Exondys 51is approved for DMD patients with a specific gene mutation in exon 51 in the DMD gene. This results in a shift in what is called the gene’s reading frame, causing a malfunctioning dystrophin protein. The gene-skipping approach “skips” the deletion, allowing for the production of a shortened but still functional dystrophin protein.
Patients with mutations between exons 18 and 58 make up between 60 and 70 percent of DMD patients, and are potential candidates for AAVrh74.MHCK7, which is being evaluated in a Phase I/IIa trial. It is also gene-skipping therapy, but apparently works more broadly than Exondys 51.
In addition to showing increased dystrophin levels in the three patients reported, it also resulted in an average reduction of more than 87 percent in creatine kinase levels on day 60. Creatine kinase is an enzyme observed within muscle cells caused by damage to the muscle, and which can leak into the bloodstream. Increase creatine kinase levels are an indicator of DMD.
“I have been waiting my entire 49-year career to find a therapy that dramatically reduces CK levels and creates significant levels of dystrophin,” said Jerry Mendell, lead investigator with Nationwide Children’s Hospital, in a statement. “Although the data are early and preliminary, these results, if they persist and are confirmed in additional patients, will represent an unprecedented advancement in the treatment of DMD. I look forward to treating more patients in the clinical study to generate the data necessary to bring the therapy to patients with DMD, with the goal of dramatically changing the course of the disease.”
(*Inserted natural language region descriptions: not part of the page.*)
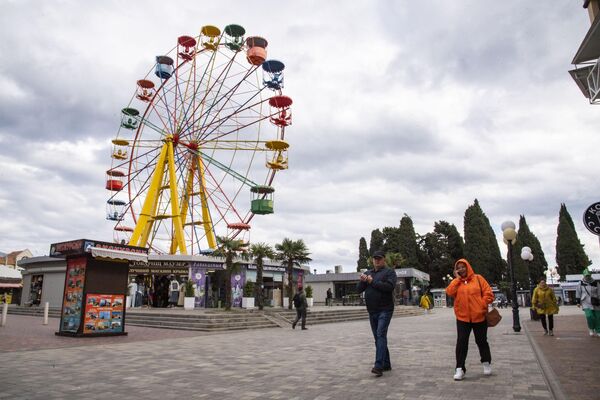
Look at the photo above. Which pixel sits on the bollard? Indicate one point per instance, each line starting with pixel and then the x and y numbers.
pixel 4 313
pixel 46 305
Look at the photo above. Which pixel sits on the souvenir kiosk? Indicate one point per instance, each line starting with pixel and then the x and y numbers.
pixel 95 286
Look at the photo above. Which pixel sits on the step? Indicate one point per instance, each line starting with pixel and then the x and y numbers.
pixel 198 324
pixel 210 329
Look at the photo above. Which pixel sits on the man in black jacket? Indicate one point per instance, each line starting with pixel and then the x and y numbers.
pixel 378 285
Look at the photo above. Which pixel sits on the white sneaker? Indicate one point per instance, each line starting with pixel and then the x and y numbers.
pixel 459 375
pixel 487 368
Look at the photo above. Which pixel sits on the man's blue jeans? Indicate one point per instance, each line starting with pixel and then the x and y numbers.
pixel 380 320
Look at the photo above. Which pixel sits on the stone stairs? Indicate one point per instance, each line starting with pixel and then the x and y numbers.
pixel 219 320
pixel 339 314
pixel 53 312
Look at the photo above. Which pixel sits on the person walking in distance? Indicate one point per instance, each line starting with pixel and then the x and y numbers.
pixel 588 298
pixel 378 285
pixel 544 303
pixel 329 297
pixel 301 305
pixel 472 295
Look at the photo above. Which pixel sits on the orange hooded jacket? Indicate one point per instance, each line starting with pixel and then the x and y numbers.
pixel 471 295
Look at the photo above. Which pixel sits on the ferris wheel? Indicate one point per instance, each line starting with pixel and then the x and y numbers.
pixel 199 144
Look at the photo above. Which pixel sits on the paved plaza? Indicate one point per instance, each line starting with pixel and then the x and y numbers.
pixel 328 361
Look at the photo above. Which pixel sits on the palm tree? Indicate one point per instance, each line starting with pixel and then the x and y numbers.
pixel 259 252
pixel 292 252
pixel 230 249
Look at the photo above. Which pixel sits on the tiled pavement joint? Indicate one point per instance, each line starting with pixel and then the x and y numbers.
pixel 547 372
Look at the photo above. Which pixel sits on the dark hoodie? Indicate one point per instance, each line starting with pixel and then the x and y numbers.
pixel 379 294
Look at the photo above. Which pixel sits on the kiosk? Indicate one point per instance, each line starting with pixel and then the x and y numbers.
pixel 95 286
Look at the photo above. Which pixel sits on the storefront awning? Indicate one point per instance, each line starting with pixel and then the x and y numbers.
pixel 119 254
pixel 10 285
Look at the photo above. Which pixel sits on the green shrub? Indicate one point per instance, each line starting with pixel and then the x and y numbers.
pixel 249 289
pixel 309 291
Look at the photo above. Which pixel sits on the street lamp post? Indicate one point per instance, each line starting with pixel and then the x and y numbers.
pixel 527 257
pixel 510 235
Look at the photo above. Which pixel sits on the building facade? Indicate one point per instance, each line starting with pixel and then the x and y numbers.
pixel 410 283
pixel 44 280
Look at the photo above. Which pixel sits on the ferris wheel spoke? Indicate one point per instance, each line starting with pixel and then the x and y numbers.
pixel 206 73
pixel 237 114
pixel 239 110
pixel 228 95
pixel 224 199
Although stock did eventually drop by the end of trading yesterday, it was still up by about 36.7 percent. Joseph Schwartz, an analyst with Leerink Partners, said the data “should position Sarepta as the leader in this field.”
Brian Skorney, an analyst with Baird, stated that, “given today’s data, it is really hard to believe this study won’t be positive, ushering in a new paradigm that we expect will transform outcomes for patients diagnosed with this horrible disease.”